While it is quite a common practice for investors to look at the fair price-earnings (PE) ratio of the market using the historical valuation range, this could be misleading as the historical PE band could have shifted, according to a study by UOB Kay Hian.

Based on the findings of the study, UOB Kay Hian said market players have implicitly accorded a higher risk rating on Singapore equities in the post-2000 period. 'The main guiding parameter is in the higher equity risk premium (ERP) of the market in the post-2000 period vs the pre-2000 period,' it said.
The higher risk rating could be attributed to the maturity of listed Singapore companies now seeking new growth avenues by expanding their exposure to the overseas markets where risks are normally higher.

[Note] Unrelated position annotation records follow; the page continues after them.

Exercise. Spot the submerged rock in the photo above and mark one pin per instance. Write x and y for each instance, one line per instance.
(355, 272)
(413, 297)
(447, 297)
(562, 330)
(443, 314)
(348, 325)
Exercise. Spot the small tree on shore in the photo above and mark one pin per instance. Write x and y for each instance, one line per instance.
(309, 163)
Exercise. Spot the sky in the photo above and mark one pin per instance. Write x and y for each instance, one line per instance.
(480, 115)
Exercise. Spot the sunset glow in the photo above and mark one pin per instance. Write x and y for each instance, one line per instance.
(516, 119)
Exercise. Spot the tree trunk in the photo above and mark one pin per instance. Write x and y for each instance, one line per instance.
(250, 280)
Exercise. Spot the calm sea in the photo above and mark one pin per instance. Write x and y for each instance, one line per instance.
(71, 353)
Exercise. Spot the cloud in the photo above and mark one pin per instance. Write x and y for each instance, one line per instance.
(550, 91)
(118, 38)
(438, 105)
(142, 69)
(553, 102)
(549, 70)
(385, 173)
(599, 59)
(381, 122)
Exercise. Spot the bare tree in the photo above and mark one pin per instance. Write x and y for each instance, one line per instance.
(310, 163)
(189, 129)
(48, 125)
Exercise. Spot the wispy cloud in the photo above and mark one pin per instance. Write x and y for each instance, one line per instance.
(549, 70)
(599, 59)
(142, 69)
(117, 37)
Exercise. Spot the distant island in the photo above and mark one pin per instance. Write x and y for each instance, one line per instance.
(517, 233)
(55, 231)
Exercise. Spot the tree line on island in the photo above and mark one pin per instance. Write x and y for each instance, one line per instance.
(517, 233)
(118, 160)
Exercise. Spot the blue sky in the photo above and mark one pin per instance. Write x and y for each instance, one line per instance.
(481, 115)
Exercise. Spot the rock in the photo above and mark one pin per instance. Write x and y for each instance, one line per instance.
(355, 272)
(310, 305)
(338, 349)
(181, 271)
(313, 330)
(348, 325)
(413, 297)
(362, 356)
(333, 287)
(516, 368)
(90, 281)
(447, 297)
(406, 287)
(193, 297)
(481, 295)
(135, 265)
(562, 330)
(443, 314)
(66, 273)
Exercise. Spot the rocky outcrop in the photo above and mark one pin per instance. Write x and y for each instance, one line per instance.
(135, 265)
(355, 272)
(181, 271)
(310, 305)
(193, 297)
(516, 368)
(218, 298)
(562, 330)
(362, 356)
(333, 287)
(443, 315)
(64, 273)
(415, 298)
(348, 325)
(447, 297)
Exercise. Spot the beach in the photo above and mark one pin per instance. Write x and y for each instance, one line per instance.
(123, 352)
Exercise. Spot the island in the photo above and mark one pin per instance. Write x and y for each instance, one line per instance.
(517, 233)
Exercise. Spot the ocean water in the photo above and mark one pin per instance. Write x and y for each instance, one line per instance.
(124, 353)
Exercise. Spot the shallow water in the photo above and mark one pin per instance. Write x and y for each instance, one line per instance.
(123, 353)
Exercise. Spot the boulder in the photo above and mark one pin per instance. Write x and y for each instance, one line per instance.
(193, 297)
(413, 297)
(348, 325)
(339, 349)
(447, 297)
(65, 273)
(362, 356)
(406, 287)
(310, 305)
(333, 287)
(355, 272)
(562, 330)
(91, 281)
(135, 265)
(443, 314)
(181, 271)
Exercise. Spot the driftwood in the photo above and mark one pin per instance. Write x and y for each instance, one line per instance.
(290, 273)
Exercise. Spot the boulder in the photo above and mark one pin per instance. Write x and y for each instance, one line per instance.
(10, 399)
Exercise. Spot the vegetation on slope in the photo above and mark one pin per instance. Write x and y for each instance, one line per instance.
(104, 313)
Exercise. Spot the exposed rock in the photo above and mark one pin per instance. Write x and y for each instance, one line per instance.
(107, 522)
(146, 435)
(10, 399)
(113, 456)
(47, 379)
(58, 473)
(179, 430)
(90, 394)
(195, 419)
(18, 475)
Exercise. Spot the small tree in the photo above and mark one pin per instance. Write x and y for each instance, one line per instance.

Among the stocks which saw risk premiums rated upwards since as far back as 1997 are Keppel Corp, Keppel Land, OCBC, Neptune Orient Lines and SingTel. Stocks which have a shorter history were not included in the study.
Based on the risk premiums accorded to the market, the trading range in PE terms could now have shifted to between 10 times and 14 times from between 16 times and 25 times previously. 'Hence, it would be quite misleading to talk about the market being cheap from a historical perspective,' said UOB Kay Hian, Singapore's largest broking house. 'Because of this, we believe the next historic low for the Straits Times Index could be at a PE of as low as 10 times.'
The bull run in Singapore stocks was brought to a halt in late April, when worries about US inflation and interest rates sparked off a period of sharp sell-offs. While the market is less volatile now, sentiment is still uncertain. Market players expect the relief following less hawkish comments on inflation late last month by US Federal Reserve chairman Ben Bernanke to be punctuated by nervous trading as investors keep their eye on the US economy.
There are fears that a sharp slowdown is under way in the United States, amid signs of weakening consumer confidence and spending.
UOB Kay Hian said it still sees downside risks and said investors should buy only on a pullback. 'We advocate a more defensive posture, preferring stocks with lower betas, supported by good dividend yields on market dips,' it said.
Some defensive plays with good yields are Singapore Post, Hong Leong Finance, Singapore Press Holdings, SIA Engineering and SMRT, it added.
The Straits Times Index closed up 10.47 points at 2,448.73 yesterday.